Outside the window of Helen Dahlke’s office, at the University of California at Davis, the clouds hang low, their edges seeming to brush against the building. It’s raining intensely, an unusual event in a perpetually parched state suffering from a five-year drought. “It looks like the end of the world,” says Dahlke happily.
As a hydrologist and professor who studies how water flows over and through rock, soil, fields, and farms, she is something of an H2O whiz. For the past two years, Dahlke has spent days like this doing what water conservationists might find abhorrent: standing in the rain, in knee-high rubber boots, opening sprinklers on a dormant farm or orchard, and letting them spray. She’s good at it. She can spray about 45 million gallons in 42 days.
She admits: “I was always fascinated by water as a child. I always liked to play with it.” Dahlke’s sprinkler-play could change the way California thinks about its weather and how we all save water. Her floods aim to find out if humans can target and replenish drought-depleted aquifers—the deep permeable rock that holds our farming and drinking water—by harnessing the winter rainy season.
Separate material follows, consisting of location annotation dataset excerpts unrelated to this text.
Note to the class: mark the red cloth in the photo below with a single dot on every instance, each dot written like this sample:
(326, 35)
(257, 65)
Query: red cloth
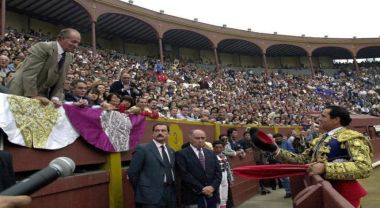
(351, 190)
(270, 171)
(161, 77)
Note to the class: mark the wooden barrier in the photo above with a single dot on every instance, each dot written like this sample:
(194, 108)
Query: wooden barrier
(101, 178)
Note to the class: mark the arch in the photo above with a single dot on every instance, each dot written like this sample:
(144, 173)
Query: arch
(68, 13)
(369, 52)
(239, 46)
(333, 51)
(285, 50)
(116, 25)
(187, 38)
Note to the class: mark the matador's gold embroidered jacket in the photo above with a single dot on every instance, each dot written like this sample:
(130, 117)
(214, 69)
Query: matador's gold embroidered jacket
(346, 154)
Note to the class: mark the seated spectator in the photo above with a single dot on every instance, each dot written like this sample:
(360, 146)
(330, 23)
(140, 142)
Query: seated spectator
(112, 102)
(126, 103)
(246, 142)
(125, 86)
(233, 148)
(93, 97)
(78, 93)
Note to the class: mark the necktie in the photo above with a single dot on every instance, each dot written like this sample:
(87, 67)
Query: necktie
(316, 150)
(168, 169)
(201, 158)
(62, 60)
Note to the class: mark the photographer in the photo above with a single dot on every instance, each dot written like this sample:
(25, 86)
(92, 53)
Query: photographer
(125, 86)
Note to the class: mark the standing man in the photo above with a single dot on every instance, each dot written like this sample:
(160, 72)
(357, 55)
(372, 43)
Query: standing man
(200, 173)
(340, 155)
(42, 74)
(125, 86)
(227, 176)
(151, 171)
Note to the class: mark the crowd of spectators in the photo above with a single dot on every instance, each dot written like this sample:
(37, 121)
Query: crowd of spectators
(179, 90)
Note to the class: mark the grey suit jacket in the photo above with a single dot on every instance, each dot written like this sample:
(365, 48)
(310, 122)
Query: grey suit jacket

It’s a particularly poignant question this year, when winter storms sent as much as 350 billion gallons into California reservoirs. Officials had to literally open floodgates and send the excess downriver, and eventually into the sea. That’s like burning money. And we’ve been burning it for a very long time.
Since the 1930s, California has lost 100 million acre-feet of groundwater, according to Dahlke, who has helped solve water problems in Ethiopia, South Africa, and Sweden. A native of Leipzig, Germany, she was amazed to learn this figure. “One acre-foot of water is a soccer field covered with a foot of water,” she says, pausing to let that visual sink in. “So imagine 100 million soccer fields of water.”
Dahlke and others now want to bank those soccer fields by diverting them to many of the state’s 4 million acres of dormant winter farmland and orchards—using the exact same irrigation pipes and sprinkler systems that already feed them in summer—saving the water, in effect, to pump back up on a sunny day.
Following one of her deliberate floods, Dahlke deploys ground-penetrating radar, remote sensors, and field chemistry kits to measure such things as how much water reaches the aquifer, how well plants and trees handle the deluge, and how much fertilizer leaches into the groundwater. She also measures whether yields are affected. Her three-year pilot study, begun in 2014 and the largest of its kind, aims to calm farmers fearful of crop damage and health officials fretting over potential groundwater contamination.
So far, among the many things Dahlke has found: Ninety percent of her floodwaters reach the groundwater table; in the right soil, alfalfa can handle the equivalent of 26 feet of rain; and pecan trees, which, she says, “naturally grow in riparian [riverbank] soils, are well-adapted to having wet feet in winter.”
Next under Dahlke’s rubber boots: further work in almond orchards, where she and her team will monitor root growth and tree hydration. “I just hope we don’t kill any trees,” she says. At the very least, she’ll be having fun soaking the place. “When it’s raining, there’s so much happening,” she explains. “It’s a natural system. And it’s just fascinating.”
Thanks to her fascination, we might soon be saving rainy days for dry.